Oglądam telewizję. Patrzę, leci jakiś serial - wszystkie odcinki po kolei. Zacząłem oglądać od końcówki piątego, ale nadrobię pozostałe już wkrótce! Fabuła jest bajeczna, ścieżka dźwiękowa... fantastyczna! Nie no - mroczny klimat, postacie i jeszcze dobry humor. Nawet dubbing mi się podobał! Ten serial jest wart obejrzenia.
A moim zdaniem własnie dubbingiem zabili cały nastrój tej bajki. Oglądnełam tylko krótkie kawałki po polsku, ponieważ tego nie dało się wytrzymac :( widać ze dubbing był pisany językiem na siłe dla dzieci, użyli bardzo wielu kolokwializmów, które w oryginale były praktycznie pominięte, bo po prostu nie pasują do postaci i całej fabuły. Gra aktorska także pozostawiała wiele do życzenia (nie u wszystkich postaci, ale jednak niestety u większości). Ogólnie to jest naprawdę jedna z lepszych bajek (kreskówek), które oglądałam i wszystkim którzy rozumieją angielski polecam oglądniecie oryginału, lub po prostu wersji z napisami :)
Nie wiem jak dubbing ma się do oryginału, bo nie udało mi się jeszcze zobaczyć angielskiej wersji. Muszę w końcu sprawdzić.
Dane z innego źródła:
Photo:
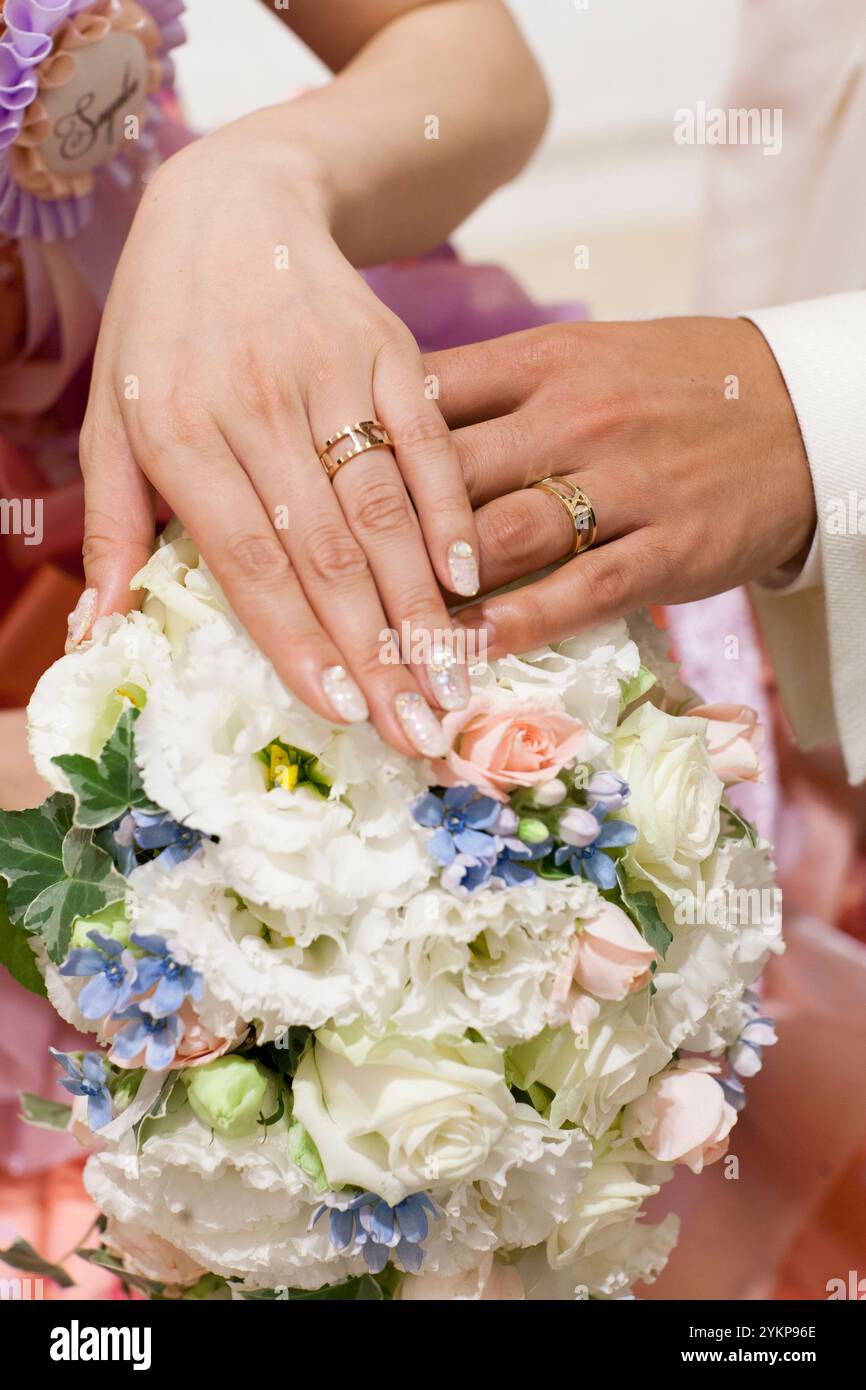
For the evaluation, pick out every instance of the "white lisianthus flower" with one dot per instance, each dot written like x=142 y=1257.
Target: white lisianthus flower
x=491 y=1280
x=255 y=972
x=79 y=699
x=620 y=1180
x=238 y=1207
x=723 y=937
x=149 y=1255
x=638 y=1255
x=181 y=592
x=581 y=676
x=489 y=961
x=674 y=798
x=399 y=1115
x=299 y=851
x=598 y=1069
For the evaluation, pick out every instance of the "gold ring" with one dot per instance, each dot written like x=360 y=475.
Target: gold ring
x=364 y=435
x=581 y=513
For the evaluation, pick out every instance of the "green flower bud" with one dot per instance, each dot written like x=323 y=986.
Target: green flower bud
x=227 y=1094
x=531 y=830
x=111 y=922
x=209 y=1289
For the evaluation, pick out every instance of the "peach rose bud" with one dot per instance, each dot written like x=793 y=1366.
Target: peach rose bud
x=734 y=738
x=612 y=958
x=684 y=1118
x=499 y=748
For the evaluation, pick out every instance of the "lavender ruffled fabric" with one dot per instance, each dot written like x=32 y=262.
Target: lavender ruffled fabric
x=29 y=34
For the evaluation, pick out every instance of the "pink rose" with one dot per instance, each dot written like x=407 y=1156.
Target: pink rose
x=489 y=1282
x=684 y=1118
x=145 y=1253
x=498 y=748
x=734 y=740
x=609 y=958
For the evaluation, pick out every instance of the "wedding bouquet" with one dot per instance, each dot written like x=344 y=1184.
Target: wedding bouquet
x=370 y=1027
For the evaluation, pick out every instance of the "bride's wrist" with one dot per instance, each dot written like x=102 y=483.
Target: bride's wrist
x=255 y=157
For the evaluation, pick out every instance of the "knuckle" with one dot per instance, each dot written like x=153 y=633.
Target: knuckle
x=609 y=584
x=512 y=535
x=174 y=420
x=382 y=509
x=257 y=559
x=334 y=555
x=421 y=434
x=471 y=467
x=257 y=388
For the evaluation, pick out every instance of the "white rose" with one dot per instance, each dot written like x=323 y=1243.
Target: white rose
x=612 y=1196
x=598 y=1069
x=401 y=1115
x=674 y=797
x=489 y=961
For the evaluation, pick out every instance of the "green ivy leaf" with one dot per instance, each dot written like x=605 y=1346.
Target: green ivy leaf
x=363 y=1289
x=21 y=1255
x=738 y=826
x=43 y=1114
x=645 y=912
x=86 y=881
x=635 y=687
x=31 y=851
x=107 y=1261
x=106 y=790
x=15 y=951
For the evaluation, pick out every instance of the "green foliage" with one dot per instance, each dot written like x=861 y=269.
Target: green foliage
x=15 y=951
x=54 y=872
x=645 y=913
x=21 y=1255
x=107 y=788
x=43 y=1114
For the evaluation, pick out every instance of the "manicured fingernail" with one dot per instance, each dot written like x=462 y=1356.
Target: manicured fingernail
x=463 y=567
x=344 y=694
x=448 y=679
x=423 y=729
x=81 y=620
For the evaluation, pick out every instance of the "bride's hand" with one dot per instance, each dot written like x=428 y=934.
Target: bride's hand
x=681 y=434
x=237 y=341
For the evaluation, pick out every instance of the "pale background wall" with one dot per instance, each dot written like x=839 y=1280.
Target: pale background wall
x=609 y=175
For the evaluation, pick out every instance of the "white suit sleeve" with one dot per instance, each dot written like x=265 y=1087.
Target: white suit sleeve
x=816 y=624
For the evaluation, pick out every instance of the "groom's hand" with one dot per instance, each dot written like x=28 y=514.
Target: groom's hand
x=680 y=431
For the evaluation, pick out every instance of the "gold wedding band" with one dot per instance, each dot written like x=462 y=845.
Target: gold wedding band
x=581 y=513
x=364 y=435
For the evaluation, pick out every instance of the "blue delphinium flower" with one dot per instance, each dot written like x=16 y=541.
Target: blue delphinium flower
x=148 y=831
x=111 y=972
x=464 y=823
x=174 y=980
x=88 y=1077
x=469 y=830
x=367 y=1223
x=587 y=834
x=608 y=790
x=156 y=1037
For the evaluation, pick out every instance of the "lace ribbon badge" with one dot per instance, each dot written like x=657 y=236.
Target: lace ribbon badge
x=78 y=88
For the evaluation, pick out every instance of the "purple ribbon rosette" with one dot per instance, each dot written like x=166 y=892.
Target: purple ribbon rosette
x=79 y=84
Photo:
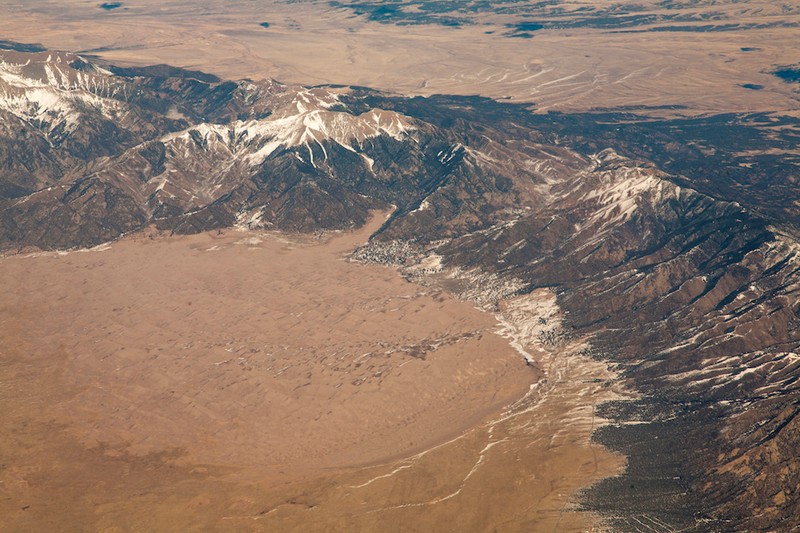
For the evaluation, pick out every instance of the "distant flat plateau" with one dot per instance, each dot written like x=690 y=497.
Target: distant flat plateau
x=661 y=58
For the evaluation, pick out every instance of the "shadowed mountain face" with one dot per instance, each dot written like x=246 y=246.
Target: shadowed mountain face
x=672 y=245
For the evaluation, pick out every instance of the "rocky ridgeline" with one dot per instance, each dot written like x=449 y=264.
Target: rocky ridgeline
x=665 y=255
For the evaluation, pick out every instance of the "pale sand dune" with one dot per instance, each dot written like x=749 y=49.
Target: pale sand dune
x=239 y=381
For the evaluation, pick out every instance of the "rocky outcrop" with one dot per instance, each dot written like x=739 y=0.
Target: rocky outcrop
x=677 y=261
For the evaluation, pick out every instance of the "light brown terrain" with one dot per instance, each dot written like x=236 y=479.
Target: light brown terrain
x=242 y=381
x=572 y=69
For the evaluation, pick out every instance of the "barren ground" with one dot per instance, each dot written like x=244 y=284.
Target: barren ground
x=680 y=63
x=241 y=380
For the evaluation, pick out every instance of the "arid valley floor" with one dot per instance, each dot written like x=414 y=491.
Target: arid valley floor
x=245 y=381
x=245 y=378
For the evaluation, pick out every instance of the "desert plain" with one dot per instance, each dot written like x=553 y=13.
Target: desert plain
x=257 y=381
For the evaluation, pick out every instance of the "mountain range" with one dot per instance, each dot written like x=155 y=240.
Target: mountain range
x=672 y=244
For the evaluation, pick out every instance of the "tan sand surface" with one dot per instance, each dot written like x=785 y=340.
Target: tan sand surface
x=572 y=69
x=241 y=381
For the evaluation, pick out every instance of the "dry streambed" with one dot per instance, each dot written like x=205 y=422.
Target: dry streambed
x=243 y=380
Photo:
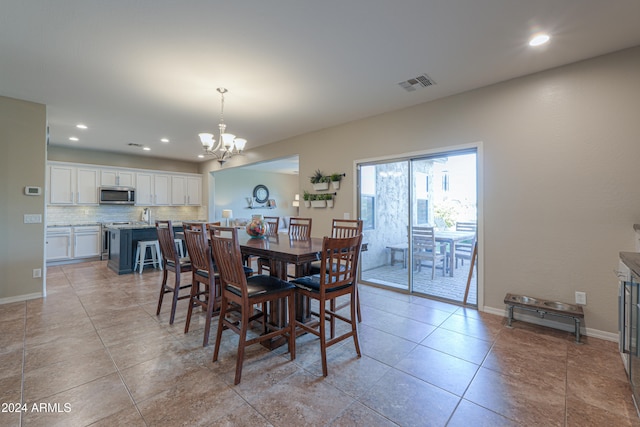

Mi się dubbing podobał :) Nie wiem, jak brzmi oryginał, ale nasza rodzima wersja świetnie zaprowadziła tajemniczy, koszmarkowo-magiczny klimat rodem z Alicji w Krainie czarów. W prawdzie z początku Drzewiarz wydawał się nieco przerysowany z tym stękającym głosem, ale w koniec końców dobrze się wpasował w całość. No a ogółem myślę, że kreskówka przecudna. To właśnie taka Alicja w krainie czarów, gdzie najważniejsza jest sama podróż, a nie dotarcie do celu.